Quickstart
Installing Docker
Takeoff runs using Docker, which you'll need to install first.
To run models on GPU, you'll also need to have installed the NVIDIA Container Toolkit and have it configured to work with Docker. A guide on how to do this can be found here.
Accessing Takeoff
On first run, you'll need to ensure you have access to our Docker registry (run docker login -u takeoffusers
and enter the Docker authentication token you were provided).
You'll then need to provide a license key the first time you launch the server (use docker run
with -e LICENSE_KEY=[your_license_key]
).
See Accessing Takeoff for more info.
Step 1: Setting Up Takeoff​
To get up and running with Takeoff, you can use the Mistral generative model, such as TitanML/Mistral-7B-Instruct-v0.3-AWQ-4bit
. Alternatively, feel free to explore and choose from a wide range of models available on Hugging Face here or from other creators and organizations.
Help! Mistral-7B is too big...
According to the model memory calculator, Mistral-7B non-quantized requires at least 14GB of memory to run in full precision (e.g., 14GB of VRAM).
You can use any supported model for this tutorial, such as TitanML/Mistral-7B-Instruct-v0.2-AWQ-4bit
, which needs only 3.5GB of memory thanks to its use of int4 quantization.
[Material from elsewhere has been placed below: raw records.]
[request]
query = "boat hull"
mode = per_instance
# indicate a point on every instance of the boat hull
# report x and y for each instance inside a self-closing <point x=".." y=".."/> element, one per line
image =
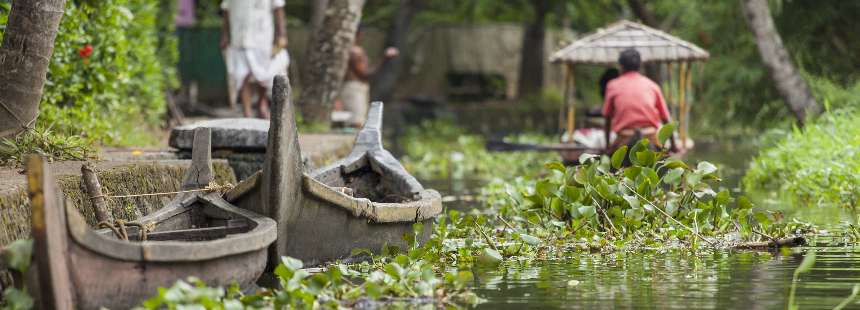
<point x="330" y="233"/>
<point x="117" y="284"/>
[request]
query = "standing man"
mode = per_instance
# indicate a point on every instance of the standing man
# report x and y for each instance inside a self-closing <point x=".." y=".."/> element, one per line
<point x="634" y="107"/>
<point x="355" y="93"/>
<point x="254" y="41"/>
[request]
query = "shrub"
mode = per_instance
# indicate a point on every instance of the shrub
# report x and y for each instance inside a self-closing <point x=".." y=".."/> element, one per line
<point x="112" y="61"/>
<point x="820" y="164"/>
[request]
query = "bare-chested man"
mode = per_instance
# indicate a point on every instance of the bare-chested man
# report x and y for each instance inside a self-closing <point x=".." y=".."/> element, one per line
<point x="355" y="94"/>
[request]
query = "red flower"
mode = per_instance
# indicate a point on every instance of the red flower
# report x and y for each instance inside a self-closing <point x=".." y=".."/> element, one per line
<point x="85" y="51"/>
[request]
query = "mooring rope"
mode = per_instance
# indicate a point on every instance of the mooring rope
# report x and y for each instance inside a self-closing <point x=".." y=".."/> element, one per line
<point x="209" y="188"/>
<point x="118" y="227"/>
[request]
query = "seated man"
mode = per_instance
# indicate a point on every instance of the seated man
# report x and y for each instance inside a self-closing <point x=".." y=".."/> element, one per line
<point x="633" y="107"/>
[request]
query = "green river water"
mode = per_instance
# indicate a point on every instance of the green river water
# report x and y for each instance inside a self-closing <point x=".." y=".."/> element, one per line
<point x="678" y="279"/>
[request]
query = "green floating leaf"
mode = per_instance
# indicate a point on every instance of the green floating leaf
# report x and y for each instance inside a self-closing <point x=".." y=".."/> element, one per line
<point x="586" y="157"/>
<point x="587" y="211"/>
<point x="632" y="201"/>
<point x="673" y="177"/>
<point x="291" y="263"/>
<point x="555" y="166"/>
<point x="706" y="168"/>
<point x="18" y="254"/>
<point x="530" y="240"/>
<point x="744" y="203"/>
<point x="665" y="132"/>
<point x="806" y="264"/>
<point x="490" y="257"/>
<point x="618" y="157"/>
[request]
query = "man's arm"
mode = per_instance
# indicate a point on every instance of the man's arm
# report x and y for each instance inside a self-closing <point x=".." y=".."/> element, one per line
<point x="607" y="114"/>
<point x="666" y="118"/>
<point x="225" y="30"/>
<point x="607" y="131"/>
<point x="280" y="28"/>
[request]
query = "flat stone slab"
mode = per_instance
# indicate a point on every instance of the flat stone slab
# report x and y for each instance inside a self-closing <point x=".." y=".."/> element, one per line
<point x="227" y="133"/>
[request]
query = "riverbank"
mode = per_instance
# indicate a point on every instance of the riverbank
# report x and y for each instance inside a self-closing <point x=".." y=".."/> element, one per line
<point x="133" y="171"/>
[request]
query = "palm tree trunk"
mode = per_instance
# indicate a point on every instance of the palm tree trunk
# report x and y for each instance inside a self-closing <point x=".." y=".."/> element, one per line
<point x="327" y="55"/>
<point x="24" y="56"/>
<point x="532" y="52"/>
<point x="791" y="86"/>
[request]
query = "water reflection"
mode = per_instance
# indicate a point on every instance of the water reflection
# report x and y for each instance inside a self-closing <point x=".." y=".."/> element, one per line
<point x="675" y="280"/>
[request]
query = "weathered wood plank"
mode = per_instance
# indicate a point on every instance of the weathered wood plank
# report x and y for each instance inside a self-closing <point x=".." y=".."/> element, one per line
<point x="50" y="237"/>
<point x="281" y="186"/>
<point x="94" y="193"/>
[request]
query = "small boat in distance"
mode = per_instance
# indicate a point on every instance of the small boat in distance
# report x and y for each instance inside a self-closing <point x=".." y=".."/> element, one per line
<point x="366" y="200"/>
<point x="196" y="234"/>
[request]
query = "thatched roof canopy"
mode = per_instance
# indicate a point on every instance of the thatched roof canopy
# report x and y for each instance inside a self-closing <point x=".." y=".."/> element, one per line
<point x="604" y="46"/>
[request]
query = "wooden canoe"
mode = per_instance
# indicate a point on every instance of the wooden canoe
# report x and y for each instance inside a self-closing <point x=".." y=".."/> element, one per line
<point x="196" y="234"/>
<point x="364" y="201"/>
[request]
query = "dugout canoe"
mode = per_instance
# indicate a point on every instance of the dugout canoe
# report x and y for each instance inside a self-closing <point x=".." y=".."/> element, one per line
<point x="366" y="200"/>
<point x="196" y="234"/>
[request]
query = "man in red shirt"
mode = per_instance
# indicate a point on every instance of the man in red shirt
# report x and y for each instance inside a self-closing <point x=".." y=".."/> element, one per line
<point x="634" y="107"/>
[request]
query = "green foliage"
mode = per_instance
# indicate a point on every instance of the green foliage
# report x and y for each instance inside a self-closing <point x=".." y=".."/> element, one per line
<point x="655" y="200"/>
<point x="804" y="267"/>
<point x="439" y="149"/>
<point x="44" y="142"/>
<point x="818" y="165"/>
<point x="401" y="277"/>
<point x="112" y="95"/>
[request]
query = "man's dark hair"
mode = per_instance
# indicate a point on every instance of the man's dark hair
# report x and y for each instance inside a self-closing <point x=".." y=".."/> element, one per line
<point x="630" y="60"/>
<point x="607" y="76"/>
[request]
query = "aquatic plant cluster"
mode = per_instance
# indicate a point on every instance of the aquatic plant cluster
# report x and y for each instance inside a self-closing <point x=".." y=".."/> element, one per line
<point x="816" y="166"/>
<point x="599" y="206"/>
<point x="657" y="203"/>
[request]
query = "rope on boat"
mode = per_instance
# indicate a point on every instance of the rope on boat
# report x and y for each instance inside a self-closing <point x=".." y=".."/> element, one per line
<point x="118" y="227"/>
<point x="209" y="188"/>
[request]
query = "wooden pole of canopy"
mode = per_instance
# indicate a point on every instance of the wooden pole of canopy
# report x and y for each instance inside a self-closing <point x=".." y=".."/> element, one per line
<point x="668" y="89"/>
<point x="689" y="90"/>
<point x="562" y="111"/>
<point x="682" y="104"/>
<point x="571" y="108"/>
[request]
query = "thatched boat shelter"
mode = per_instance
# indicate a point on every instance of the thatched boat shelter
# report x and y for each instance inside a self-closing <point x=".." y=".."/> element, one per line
<point x="603" y="47"/>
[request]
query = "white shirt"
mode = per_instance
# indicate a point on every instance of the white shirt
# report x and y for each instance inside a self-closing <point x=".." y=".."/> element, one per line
<point x="251" y="22"/>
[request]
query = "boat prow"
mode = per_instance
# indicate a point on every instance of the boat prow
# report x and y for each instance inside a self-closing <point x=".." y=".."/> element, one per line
<point x="196" y="234"/>
<point x="366" y="200"/>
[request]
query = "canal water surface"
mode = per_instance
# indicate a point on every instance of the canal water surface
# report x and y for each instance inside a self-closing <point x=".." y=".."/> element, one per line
<point x="676" y="279"/>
See here for more on determining which models you can launch with your available hardware.
We can now Takeoff with the following command:
docker run --gpus all
-e TAKEOFF_MODEL_NAME=TitanML/Mistral-7B-Instruct-v0.3-AWQ-4bit
-e TAKEOFF_DEVICE=cuda
-e LICENSE_KEY=<your_license_key>
-e TAKEOFF_MAX_SEQUENCE_LENGTH=1024
-p 3000:3000
-p 3001:3001
tytn/takeoff-pro:0.21.0-gpu
Terminal output should display:
Demo at http://localhost:3000/
Model Management Panel at http://localhost:3001/
Variables used:
TAKEOFF_MODEL_NAME
: Model to useTAKEOFF_DEVICE
: Device to run it on (cuda for GPU, cpu for CPU)LICENSE_KEY
: License key to authenticate your copy of TakeoffTAKEOFF_MAX_SEQUENCE_LENGTH
: The maximum length of an input and generation in tokens
Additionally, this requires port 3000
and port 3001
to be forwarded to interact with the container.
Querying Your Model​
You can check that your model is running by navigating to the frontend. This will be hosted at localhost:3000 if you didn't specify a port in the docker run
command.
Enter a prompt and press "send", then watch as the response is streamed back. As the model is running with random token sampling, the output you see will likely be different (but still reasonable).
Querying via cURL​
curl <http://localhost:3000/generate> \\
-X POST \\
-N \\
-H "Content-Type: application/json" \\
-d '{"text": "What are the main ingredients in a cake?"}'
Response:
{"text":"The main ingredients in a cake are flour, sugar, eggs, butter or oil, baking powder, and vanilla extract. These ingredients form the basic structure of a cake, with variations depending on the specific type of cake being made. Other common ingredients include cocoa powder for chocolate cakes, milk for moist cakes, and different flavorings such as lemon zest or almond extract."}
Tips for Success​
-
Use Ctrl+Shift+V and select text precisely when pasting credentials to avoid unwanted characters or paste brackets.
-
If you encounter the error
docker: invalid reference format
, try rebooting your system. -
If multiple containers are running, ensure you're using the correct Docker container. You can view all running containers by pressing Tab on your keyboard. To stop an unused container, use:
docker kill 'unused container'
Note: Please consult your team before killing a container.
You're all set! You should now be able to run this in your browser.